ANGELA: And how did you expect her to be.
PERDINS: I often told you. Young, beautiful, glorious and fiery.
ANGELA: But you only saw her for a moment, just while she walked through the room. You may have been mistaken. I shouldn’t worry too much.
PERDINS: No, I was not mistaken.
ANGELA: Oh, you might have been. Well, she’s gone now.

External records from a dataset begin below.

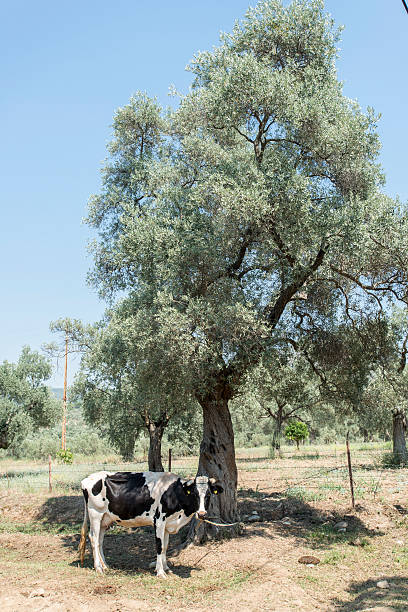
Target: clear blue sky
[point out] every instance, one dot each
(65, 68)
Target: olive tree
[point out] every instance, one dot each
(213, 218)
(26, 403)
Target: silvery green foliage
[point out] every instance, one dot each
(262, 184)
(25, 401)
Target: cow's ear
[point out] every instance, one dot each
(215, 486)
(187, 486)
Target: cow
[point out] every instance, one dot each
(134, 499)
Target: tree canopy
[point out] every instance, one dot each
(261, 189)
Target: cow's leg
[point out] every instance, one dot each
(95, 519)
(159, 531)
(102, 531)
(165, 544)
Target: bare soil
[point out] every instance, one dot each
(259, 570)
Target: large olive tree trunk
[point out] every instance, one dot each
(277, 432)
(217, 455)
(155, 441)
(399, 446)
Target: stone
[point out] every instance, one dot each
(383, 584)
(254, 518)
(309, 560)
(341, 525)
(37, 593)
(356, 542)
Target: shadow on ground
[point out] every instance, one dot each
(366, 595)
(64, 510)
(134, 549)
(303, 520)
(127, 551)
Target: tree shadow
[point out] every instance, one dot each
(128, 552)
(10, 474)
(302, 520)
(252, 459)
(366, 595)
(63, 510)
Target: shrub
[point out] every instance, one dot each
(297, 431)
(65, 456)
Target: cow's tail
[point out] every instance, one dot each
(84, 533)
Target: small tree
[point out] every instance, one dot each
(297, 432)
(25, 401)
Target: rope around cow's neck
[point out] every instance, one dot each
(218, 524)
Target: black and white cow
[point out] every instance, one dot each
(134, 499)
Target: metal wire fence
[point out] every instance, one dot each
(312, 475)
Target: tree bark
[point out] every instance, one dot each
(399, 446)
(217, 456)
(155, 438)
(277, 432)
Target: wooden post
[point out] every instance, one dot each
(64, 400)
(49, 474)
(350, 472)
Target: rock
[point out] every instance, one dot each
(383, 584)
(356, 542)
(341, 525)
(309, 560)
(277, 512)
(254, 518)
(37, 593)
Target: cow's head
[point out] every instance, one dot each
(200, 490)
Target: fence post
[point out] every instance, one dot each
(49, 474)
(350, 472)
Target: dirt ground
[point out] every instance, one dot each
(259, 570)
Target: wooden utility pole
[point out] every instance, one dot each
(350, 472)
(64, 400)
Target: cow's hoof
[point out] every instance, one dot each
(161, 574)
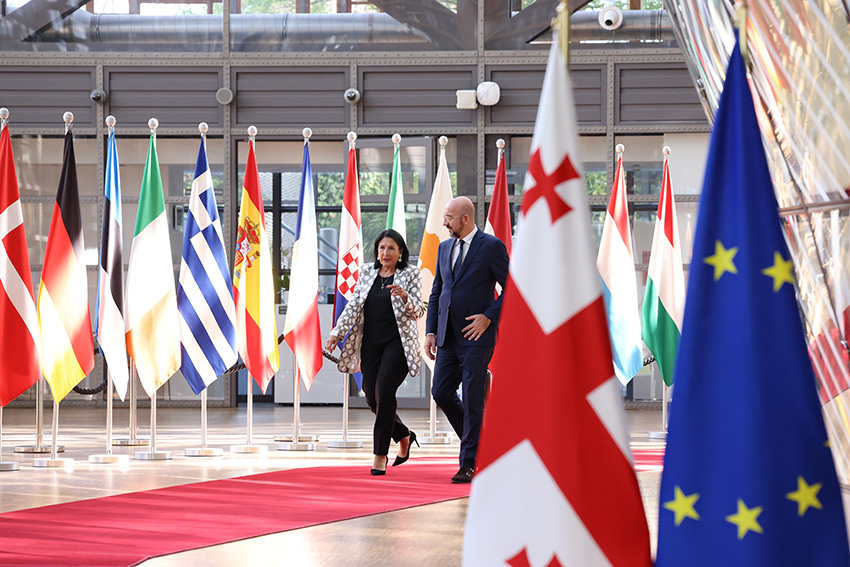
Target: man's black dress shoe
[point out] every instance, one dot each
(463, 476)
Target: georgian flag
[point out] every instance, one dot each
(555, 484)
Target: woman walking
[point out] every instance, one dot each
(384, 340)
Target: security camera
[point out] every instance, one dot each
(611, 18)
(352, 96)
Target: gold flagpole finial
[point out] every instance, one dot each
(561, 23)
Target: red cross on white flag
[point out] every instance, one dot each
(555, 483)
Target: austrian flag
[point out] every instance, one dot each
(555, 484)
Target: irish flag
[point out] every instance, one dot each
(151, 316)
(434, 233)
(664, 298)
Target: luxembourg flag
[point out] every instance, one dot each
(619, 286)
(664, 298)
(301, 330)
(350, 250)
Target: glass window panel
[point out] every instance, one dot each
(592, 149)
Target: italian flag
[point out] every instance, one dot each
(152, 319)
(395, 213)
(664, 298)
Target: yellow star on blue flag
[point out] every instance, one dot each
(746, 435)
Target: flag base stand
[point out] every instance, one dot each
(38, 449)
(249, 449)
(301, 438)
(204, 452)
(290, 446)
(437, 440)
(344, 444)
(53, 463)
(138, 442)
(109, 459)
(152, 456)
(296, 441)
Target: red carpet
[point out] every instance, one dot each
(129, 528)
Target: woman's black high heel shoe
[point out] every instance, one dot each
(401, 460)
(379, 472)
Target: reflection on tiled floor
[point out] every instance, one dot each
(424, 536)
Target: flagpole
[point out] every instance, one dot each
(345, 443)
(434, 438)
(249, 447)
(296, 444)
(39, 446)
(53, 461)
(8, 465)
(133, 440)
(203, 450)
(108, 457)
(152, 454)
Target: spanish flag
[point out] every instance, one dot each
(253, 286)
(63, 303)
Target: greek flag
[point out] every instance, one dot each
(204, 290)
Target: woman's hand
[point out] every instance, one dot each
(398, 291)
(331, 343)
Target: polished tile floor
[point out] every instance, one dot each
(425, 536)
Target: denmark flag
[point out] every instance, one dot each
(555, 484)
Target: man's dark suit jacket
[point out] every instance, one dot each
(452, 300)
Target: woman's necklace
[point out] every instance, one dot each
(385, 280)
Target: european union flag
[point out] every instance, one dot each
(748, 477)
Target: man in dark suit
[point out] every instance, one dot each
(461, 324)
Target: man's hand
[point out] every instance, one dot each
(474, 330)
(431, 346)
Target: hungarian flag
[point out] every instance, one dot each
(395, 213)
(109, 325)
(153, 324)
(20, 365)
(555, 484)
(499, 216)
(302, 331)
(204, 288)
(664, 297)
(434, 233)
(619, 286)
(63, 297)
(350, 250)
(253, 283)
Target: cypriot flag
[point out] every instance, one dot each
(434, 233)
(153, 323)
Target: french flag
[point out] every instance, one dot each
(350, 250)
(619, 286)
(301, 330)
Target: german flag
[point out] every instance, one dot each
(63, 304)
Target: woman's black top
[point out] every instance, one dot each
(379, 324)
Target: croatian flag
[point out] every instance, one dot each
(350, 250)
(204, 289)
(619, 286)
(301, 329)
(564, 495)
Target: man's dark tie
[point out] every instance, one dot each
(458, 260)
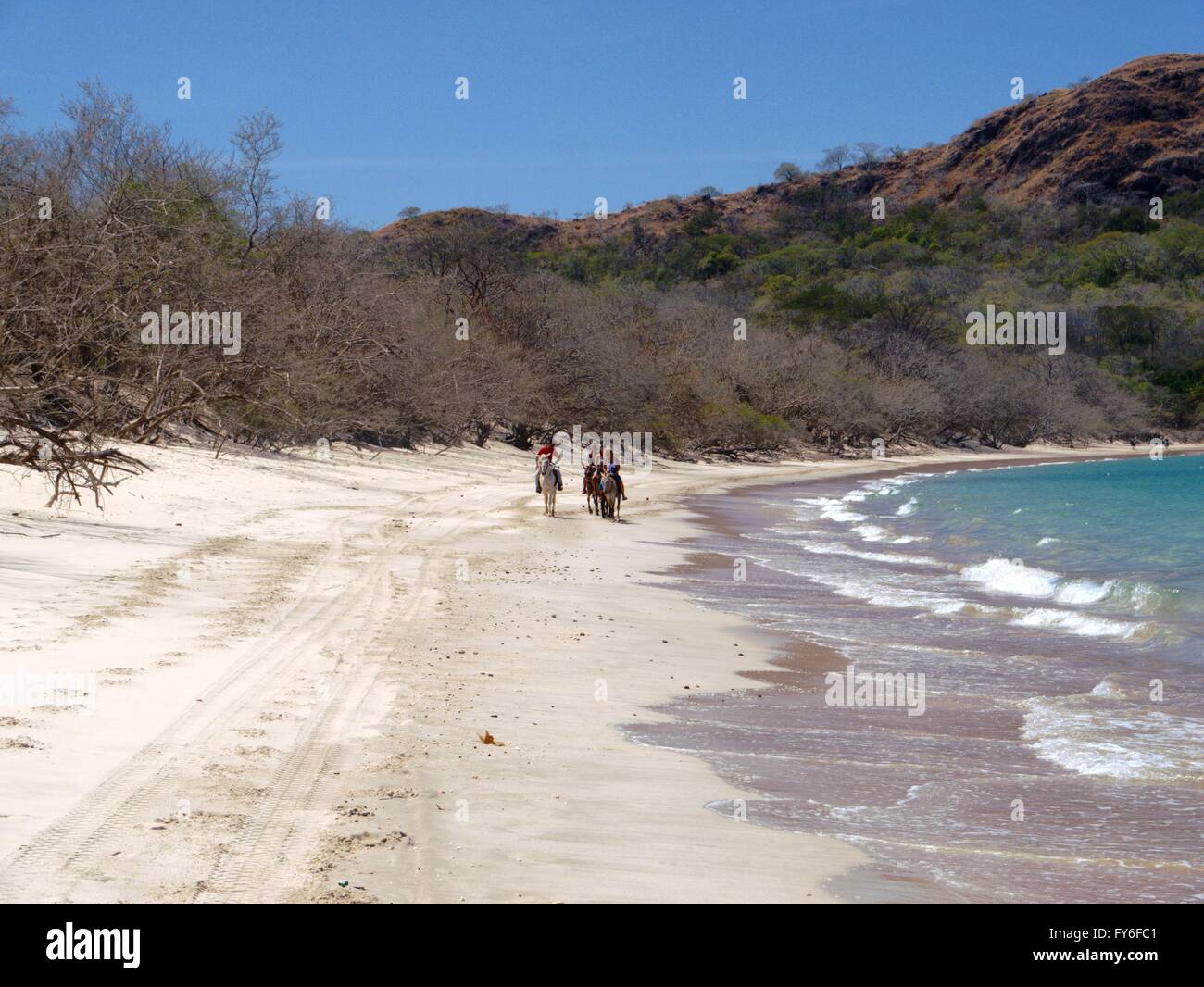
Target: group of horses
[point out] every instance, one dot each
(601, 490)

PERDINS: Well, no, you see.
ANGELA: What do you mean?
PERDINS: She hasn’t.
ANGELA: She hasn’t gone?
PERDINS: No. She’s still here, you see.
ANGELA ( looking round ): But, Robert! You don’t mean you can see her!
PERDINS: Oh, no.
ANGELA: Then where is she?
PERDINS: In the next room.
ANGELA: In the next room?
PERDINS: Yes. In there.
ANGELA: But; what’s she doing?
PERDINS: Well, you see; when we were young she was (I know, I know she was) just as I told you, a glorious radiant figure, vital even to fierceness. She was just as I often described her to you in that old garden, in those days, in the evenings. And a voice as lovely as the voices of birds. You remember me reading my verses by that medlar tree in the corner and telling you how she looked.
ANGELA: Yes, yes.
PERDINS: Well, that’s how she was then.
ANGELA: And now?
PERDINS: Well, she’s in the next room now.
ANGELA: But why?
PERDINS: She had to go in and lie down.
ANGELA: Lie down?
PERDINS: Well, yes, you see, she had walked.
ANGELA: Walked?
PERDINS: Yes and the road’s a bit damp to–day.
ANGELA: Damp?
PERDINS: Well, yes, Angela. And the fact is she has to be careful.
ANGELA: Careful of what?
PERDINS: Her health, Angela. You see, her sandals got wet.
ANGELA: Her sandals?
PERDINS: Yes, and I’m drying them while she rests.
There they are in the fender, white sandals with golden straps.